Gustavo, como é conhecido, fez duas faculdades ao mesmo tempo e se formou em engenharia civil e de informação. “Trabalhava muito, muito mesmo. Tive tanto estresse que se não buscasse um refúgio ia morrer”, relembra. Foi quando Gustavo resolveu fazer um trabalho voluntário e começou a ter contatos com deficientes. Naquela época, em 1998, não era exigido registro profissional na área de educação física e ele iniciou um treinamento com um grupo de cegos na natação. O que era voluntário começou a ganhar grandes proporções na vida de Gustavo, que passou a se dedicar exclusivamente ao paradesporto e iniciou a faculdade na área. “Não foi uma questão financeira, meu ganho foi moral e por isso me encantei por esse universo. Com tantas variedades de deficiências, aprendi a olhar para o outro e ver o que ele tem de potencial, sem aquele sentimento de dó”, relata.

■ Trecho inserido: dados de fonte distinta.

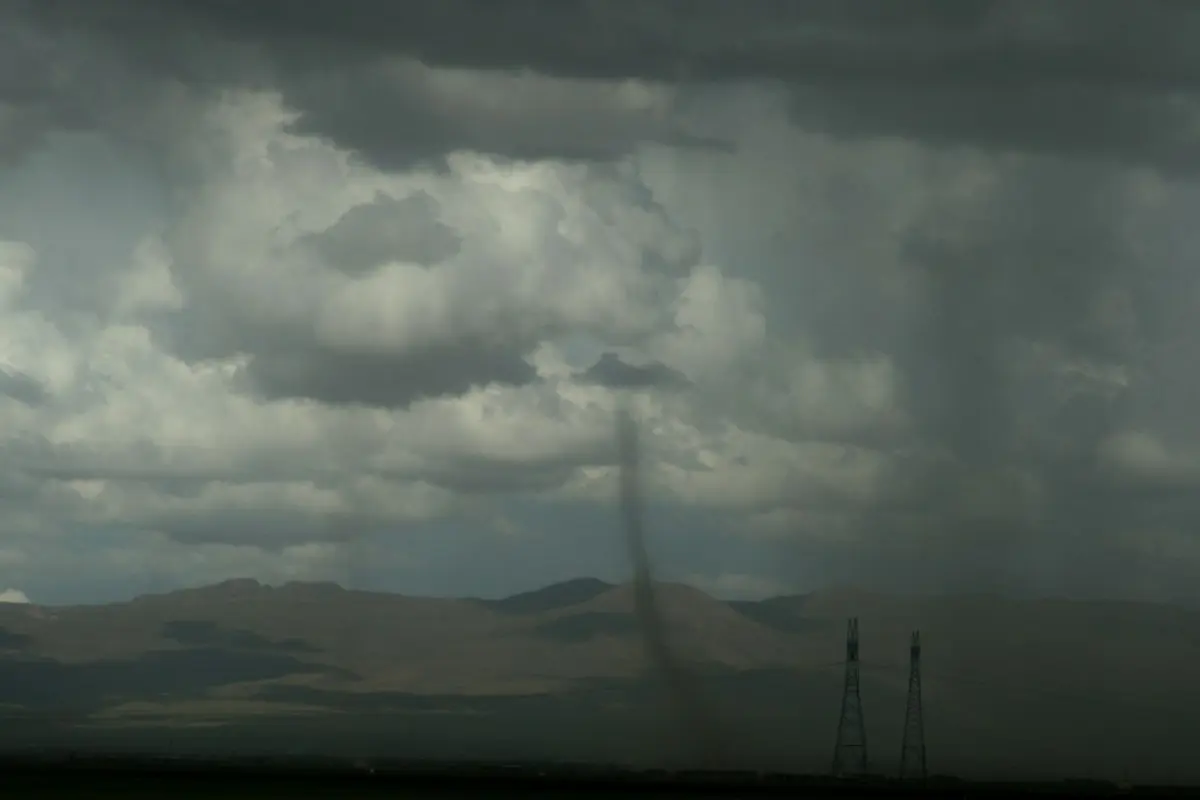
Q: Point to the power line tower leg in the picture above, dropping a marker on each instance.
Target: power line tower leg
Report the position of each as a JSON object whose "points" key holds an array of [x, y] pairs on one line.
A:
{"points": [[850, 753], [912, 749]]}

Alexander Luciano, de 26 anos, decidiu integrar-se ao grupo de Gustavo há quatro anos. Ele nasceu com mielomeningocele, um efeito congênito em que a espinha dorsal e o canal espinhal não se fecham antes do nascimento, com paralisia parcial ou completa das pernas. Com musculação e a dedicação nas piscinas, Alexander garantiu força, equilíbrio nas pernas e sensação de bem-estar. A prática esportiva também lhe rendeu a possibilidade de ir e vir. “Quando entro na água, esqueço minha deficiência e me sinto livre”, comemora o nadador da categoria S8.

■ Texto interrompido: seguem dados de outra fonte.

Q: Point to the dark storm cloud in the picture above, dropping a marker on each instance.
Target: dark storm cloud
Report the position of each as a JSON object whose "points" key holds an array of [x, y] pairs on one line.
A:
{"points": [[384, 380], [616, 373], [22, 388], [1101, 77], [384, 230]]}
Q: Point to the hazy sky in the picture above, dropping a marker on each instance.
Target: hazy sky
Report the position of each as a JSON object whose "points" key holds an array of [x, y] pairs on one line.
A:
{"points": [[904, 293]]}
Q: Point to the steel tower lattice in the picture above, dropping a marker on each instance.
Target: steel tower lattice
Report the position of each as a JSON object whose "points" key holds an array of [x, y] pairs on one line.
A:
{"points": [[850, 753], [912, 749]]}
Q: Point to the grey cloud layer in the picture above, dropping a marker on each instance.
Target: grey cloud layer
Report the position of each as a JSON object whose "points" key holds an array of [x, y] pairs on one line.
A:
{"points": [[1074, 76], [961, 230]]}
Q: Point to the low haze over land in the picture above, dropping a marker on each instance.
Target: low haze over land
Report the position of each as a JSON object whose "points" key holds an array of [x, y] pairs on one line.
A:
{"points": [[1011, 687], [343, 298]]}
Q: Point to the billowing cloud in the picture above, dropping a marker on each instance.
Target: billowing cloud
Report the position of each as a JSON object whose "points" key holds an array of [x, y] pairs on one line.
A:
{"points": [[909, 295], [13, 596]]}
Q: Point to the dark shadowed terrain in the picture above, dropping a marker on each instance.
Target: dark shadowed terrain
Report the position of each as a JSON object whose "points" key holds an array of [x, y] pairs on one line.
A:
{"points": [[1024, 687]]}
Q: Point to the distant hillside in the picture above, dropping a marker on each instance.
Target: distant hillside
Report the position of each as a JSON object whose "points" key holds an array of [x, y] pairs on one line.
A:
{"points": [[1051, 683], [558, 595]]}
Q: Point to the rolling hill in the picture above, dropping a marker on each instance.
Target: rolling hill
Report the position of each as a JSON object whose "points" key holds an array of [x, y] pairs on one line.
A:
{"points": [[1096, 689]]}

Certificação ouro em acessibilidade

O Centro de Treinamento Esportivo da Universidade Federal de Minas Gerais (CTE/UFMG), que conta com mais de R$ 50 milhões de recursos do Governo de Minas em sua construção, tem certificação Ouro no quesito acessibilidade conferida pelo Comitê Organizador dos Jogos Olímpicos e Paralímpicos Rio 2016.

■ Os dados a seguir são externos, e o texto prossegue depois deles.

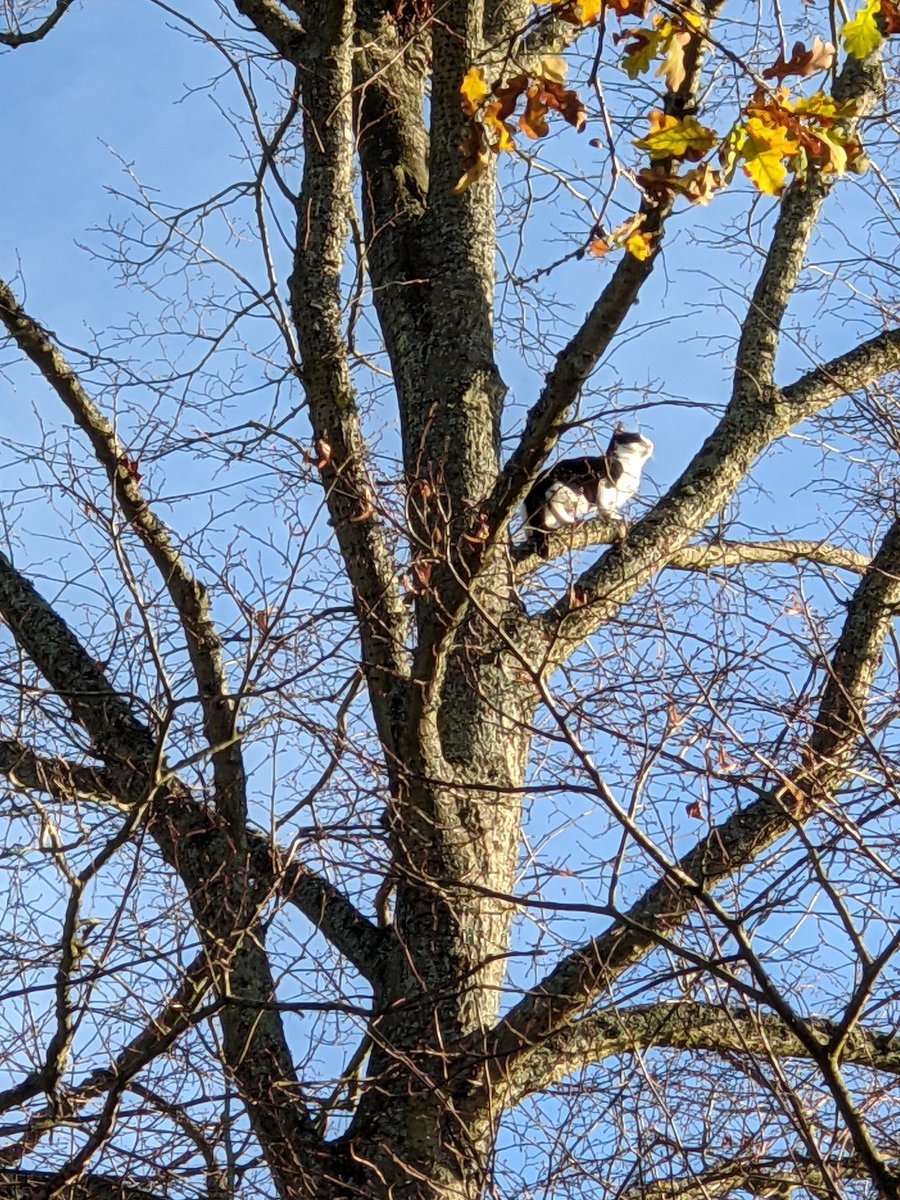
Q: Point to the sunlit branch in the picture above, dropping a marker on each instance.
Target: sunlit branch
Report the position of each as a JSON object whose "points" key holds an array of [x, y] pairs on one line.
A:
{"points": [[195, 845], [65, 781], [15, 40], [739, 839], [283, 35], [757, 412], [705, 557], [187, 594], [15, 1185], [691, 1026], [766, 1176], [849, 372]]}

O espaço visa contribuir para a melhoria dos resultados do esporte de alto rendimento de Minas Gerais, promovendo a excelência no desenvolvimento integrado da ciência e tecnologia aplicadas. O complexo esportivo é composto por uma pista de atletismo de padrão internacional, que foi inaugurada no primeiro semestre de 2012; por um parque aquático contendo uma piscina de 65 metros com borda móvel, com previsão de conclusão para final de 2014 para atender a três das quatro modalidades aquáticas olímpicas; e um pavilhão para prática de lutas, ginásticas e esportes coletivos.

Olimpíadas 2016

Minas Gerais foi o primeiro estado do Brasil a oficializar uma parceria com um comitê olímpico para os Jogos Olímpicos e Paralímpicos do Rio de Janeiro, em 2016. Em outubro de 2013, a British Olympic Association (BOA) - Associação Olímpica Britânica - confirmou que as equipes olímpicas da Grã-Bretanha irão treinar em Belo Horizonte e Santa Luzia. A Irlanda também assegurou a vinda da equipe olímpica e paralímpica em terras mineiras e treinarão na cidade de Urberlândia, no Triângulo Mineiro.